Re: Encouraging canonical serializations of datatypes in RDF

On Tue, Jul 31, 2012 at 11:31 AM, David Booth <david@dbooth.org> wrote:
> To enable RDF from one system to be more easily compared with RDF from
> another system, it would be helpful if the serialization of datatyped
> literals were encouraged to be in a canonical form that would enable
> simple string comparison to be used instead of requiring a comparator
> that understands the semantics of each datatype.

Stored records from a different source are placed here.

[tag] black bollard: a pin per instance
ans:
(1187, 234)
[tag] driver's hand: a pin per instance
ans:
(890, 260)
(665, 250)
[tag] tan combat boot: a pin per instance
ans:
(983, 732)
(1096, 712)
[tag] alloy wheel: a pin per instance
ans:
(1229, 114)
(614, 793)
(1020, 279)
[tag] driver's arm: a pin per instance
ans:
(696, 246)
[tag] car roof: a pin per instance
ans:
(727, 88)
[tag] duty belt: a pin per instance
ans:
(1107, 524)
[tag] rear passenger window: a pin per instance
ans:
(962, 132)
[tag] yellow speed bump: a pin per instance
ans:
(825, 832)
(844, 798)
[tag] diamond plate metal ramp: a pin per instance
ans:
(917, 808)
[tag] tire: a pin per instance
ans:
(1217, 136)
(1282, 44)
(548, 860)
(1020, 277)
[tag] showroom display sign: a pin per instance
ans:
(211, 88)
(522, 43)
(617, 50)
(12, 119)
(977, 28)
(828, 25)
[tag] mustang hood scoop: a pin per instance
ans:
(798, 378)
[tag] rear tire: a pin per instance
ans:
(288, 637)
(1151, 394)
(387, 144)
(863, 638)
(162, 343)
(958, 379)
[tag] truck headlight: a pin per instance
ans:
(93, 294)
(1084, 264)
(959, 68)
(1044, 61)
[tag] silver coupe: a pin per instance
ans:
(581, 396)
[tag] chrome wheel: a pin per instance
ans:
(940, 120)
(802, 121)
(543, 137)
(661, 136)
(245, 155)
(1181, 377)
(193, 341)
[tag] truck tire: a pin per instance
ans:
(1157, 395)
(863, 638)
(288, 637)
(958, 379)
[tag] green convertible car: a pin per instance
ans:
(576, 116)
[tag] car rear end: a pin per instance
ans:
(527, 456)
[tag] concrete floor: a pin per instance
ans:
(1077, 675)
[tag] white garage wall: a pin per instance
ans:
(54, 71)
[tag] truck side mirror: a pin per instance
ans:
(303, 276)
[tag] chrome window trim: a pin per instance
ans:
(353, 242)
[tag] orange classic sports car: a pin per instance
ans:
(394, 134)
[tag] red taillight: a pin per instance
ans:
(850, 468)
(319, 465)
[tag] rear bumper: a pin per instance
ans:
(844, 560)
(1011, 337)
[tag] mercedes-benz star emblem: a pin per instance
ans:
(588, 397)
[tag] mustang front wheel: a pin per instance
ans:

L2V mapping is not an optional part of RDF. The specifics of
D-entailment may be optionally applied, but the ability to do Lexical
to Value mapping is core to RDF.

>
> A particular case in point: xsd:datetime.
>
>   "2012-07-31T17:16:00+01:00"^^xsd:dateTime
>
> represents the same point in time as
>
>   "2012-07-31T16:16:00Z"^^xsd:dateTime

No, it doesn't. This is a common misunderstanding regarding date
times. The time zone is NOT a meaningless value. xsd:dateTime happily
gets this right in the timezoneCanonicalFragmentMap
http://www.w3.org/TR/xmlschema11-2/#f-tzCanFragMap

>
> but the strings are not the same.  This could be avoided by encouraging
> a canonical serialization such as dateTimeStamp
> http://www.w3.org/TR/xmlschema11-2/#dateTimeStamp
> in which the timezoneFrag is required to be "Z".  (I've just filed a
> bugzilla report on XML Datatypes to ask for such a canonicalization
> https://www.w3.org/Bugs/Public/show_bug.cgi?id=18452
> because there doesn't seem to be one defined currently.)
>
> How forcefully such canonicalization should be encouraged is a matter
> for debate.  I do not think it should be a "MUST".  "SHOULD" would be
> fine, as there are good reasons why someone may want to generate
> non-canonical literals.  But it may also be good enough to just put an
> editorial note in the spec saying that "RDF generators are encouraged to
> generate literals in a standard, canonical form that allows simple
> string comparison to test for equality and greater-than/less-than when
> possible".

I would object to either MUST or SHOULD. In may systems preserving the
original lexical form is an important feature. RDF does this well
today and clearly defines lexical space as separate from value space.

The current working group direction is try and specify a canonical
serialization of both a single triple and possibly of a graph as
specific form of N-Triples. Cononicalization doesn't stop with just
datatypes. This should serve the use cases that require
canonicalization well. If there is a specific use case the current WG
direction won't serve please send it along.

--Gavin

>
>
> --
> David Booth, Ph.D.
> http://dbooth.org/
>
> Opinions expressed herein are those of the author and do not necessarily
> reflect those of his employer.
>
>

Received on Tuesday, 31 July 2012 19:57:32 UTC